Friday, March 18, 2011

The predictive power of K:BB ratio: you'd be better off using a psychic

Ah, K:BB ratio, beloved metric of the ESPN fantasy baseball analyst.

By the end of last season, ESPN must've comment upon every pitcher's K:BB ratio in at least one fantasy baseball 'news' bulletin. The assumption appeared to be that a great K:BB ratio indicated that despite a bad ERA, better days were on the horizon (hello James Shields, Jason Hammel, Scott Baker et al), whilst a bad K:BB ratio but good ERA suggested luck and a forthcoming regression to the mean (hello Trevor Cahill).

Trouble is, K:BB ratio is not very predictive - i.e. it is easy to have a bad K:BB ratio and good ERA or a good K:BB ratio and bad ERA. This is quite evident from the list of last year's qualified starters ranked by K:BB ratio - in amongst the good pitchers like Roy Halladay and Cliff Lee, you'll see the undraftable likes of Doug Fister and Rick Porcello.









 Qualified Starters sorted by K:BB ratio

And here is the predictive value of K:BB ratio in graphical form (for the method behind the madness, click here):


An R^2 of 0.05 is rubbish, and means that K:BB ratio is less predictive of future performance than ERA - i.e. you'd be better off assuming that a pitcher with a high ERA will continue to have a high ERA and vice versa, ignoring the K:BB.

There are things that are better than ERA at predicting future performance, but K:BB ratio ain't one of them. Stay tuned to find out what they are.

Thursday, March 10, 2011

Sabermetrics and Moneyball are wrong

A new book that revels in small sample sizes and random pigeons (probably, I haven't read it) conclusively proves that Moneyball and Sabermetrics are wrong. After all, what have the Red Sox won since Theo Epstein took charge?

http://www.prweb.com/releases/2011/03/prweb5139404.htm

Wednesday, March 9, 2011

How to Pick a Starter Part I

There will, in the upcoming baseball season, be many, many blogs trying to identify those pitchers who've been unlucky (e.g. James Shields), and should be acquired at all costs, and those pitchers who've got great numbers which are little more than luck (e.g. Trevor Cahill), and therefore must be traded ASAP to some poor sap who doesn't follow advanced statistics.

So which stats should we use to judge future pitcher performance? Can stats divide the good from the lucky and the unlucky from the rubbish? To keep things simple, we'll begin with looking at what past ERA tell us about future ERA.

The Method

From Fangraphs, I downloaded the pitching stats of all qualified starters going back to 2005. In this initial analysis, I asked how consistent a pitcher's ERA is from year to year. To do this, I plotted for each pitcher his ERA  in year 1 vs his ERA in year 2 - and to increase sample size (n=267), I repeated this for each pair of years - for instance, in today's graph, the data is the correlation between 2005 ERA and 2006 ERA, 2006 ERA and 2007 ERA etc, all the way through to 2010. I've treated each yearly pair as an individual data point so that many pitchers stats appear more than once. By looking at the correlation between all these individual pitchers' ERAs from year to year, we can judge how good ERA is at predicting future success (at least as measured by ERA).

How good is this year's ERA at predicting next year's ERA?

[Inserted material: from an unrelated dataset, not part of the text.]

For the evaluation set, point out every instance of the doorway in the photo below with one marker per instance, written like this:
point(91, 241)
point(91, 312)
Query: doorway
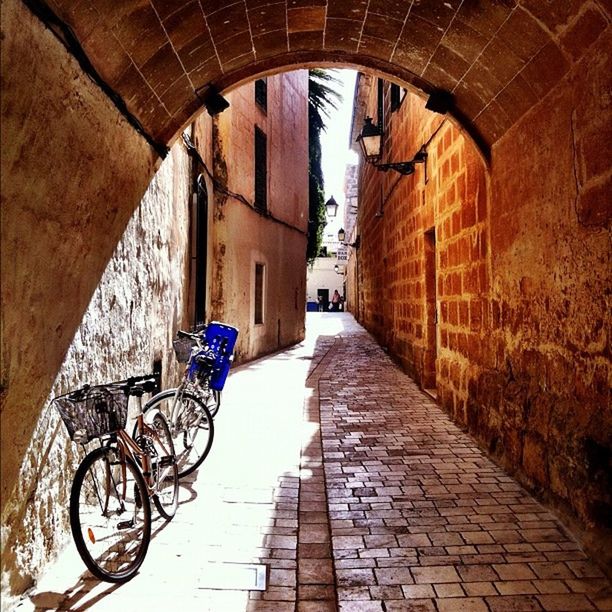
point(431, 314)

We can measure the correlation between data points by calculating the R^2 for a line of best fit through the data points. If every pitcher's ERA was identical from year to year, R^2 would equal 1. Obviously this is impossible. Instead, the (low) R^2 of 0.13  for the correlation between this* year's ERA and next* year's ERA suggests that an individual pitcher's ERA is very variable from year to year.

Helpfully, this data also gives a baseline, so we can ask whether a given pitching stat (e.g. WHIP, K:BB ratio, FIP, xFIP) is better (R^2 >0.13) or worse (R^2<0.13) than ERA at predicting future ERA and in this way identify the stat that is the best predictor of future pitching success). Those exciting analyses are coming very soon.

*where this and next can be any pair of consecutive years.